The board of directors refers to the 2015 annual report as regards the relevant information on the professional qualifications of the candidates and the list of mandates they already exercise.

□ For ◘ Against ◘ Abstention

9. Resignation and appointment auditor.

Proposed resolution: take notice of the resignation with immediate effect of RSM InterAudit SCRL represented by Luis Laperal of its auditor's mandate and to hear the justification in this respect. Approve the appointment with immediate effect of RSM InterAudit SCRL represented by Luis Laperal as auditor for a term of 3 years, until the annual general meeting of 2019.

□ For ◘ Against ◘ Abstention

In case no voting instructions have been given, the undersigned shareholder is deemed to accept the proposed resolutions.

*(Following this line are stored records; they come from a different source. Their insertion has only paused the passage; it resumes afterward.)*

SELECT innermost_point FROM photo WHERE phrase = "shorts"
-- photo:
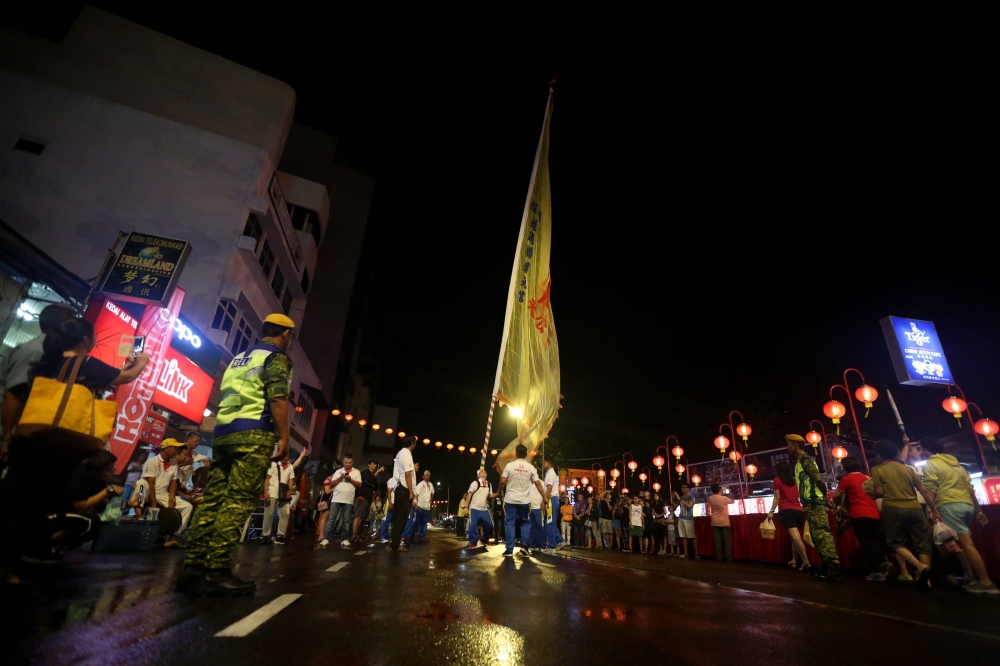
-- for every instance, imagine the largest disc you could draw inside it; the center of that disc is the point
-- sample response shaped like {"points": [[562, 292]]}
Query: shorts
{"points": [[902, 523], [958, 516], [792, 518]]}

If, pursuant to article 533ter of the Belgian Company Code, new items are added to the agenda and/or new resolutions' proposals are presented, and the undersigned shareholder did not give any new instructions concerning the new agenda, the proxy holder will abstain from voting on these new items on the agenda or on the new decisions' proposals.

As a consequence:

The proxy holdershall:

  • participate in the meeting and, as the case may be, vote in favour of its postponement;
  • attend any other meeting with the same agenda if the first meeting may not validly deliberate, has been postponed, or has not been validly convened;
  • take part in all deliberations and vote, amend, or reject, in name of the undersigned, any proposition in relation to the agenda; and
  • to this end, make and execute all acts, minutes and items, registers, take up residence, substitute and generally undertake any action that is necessary or useful.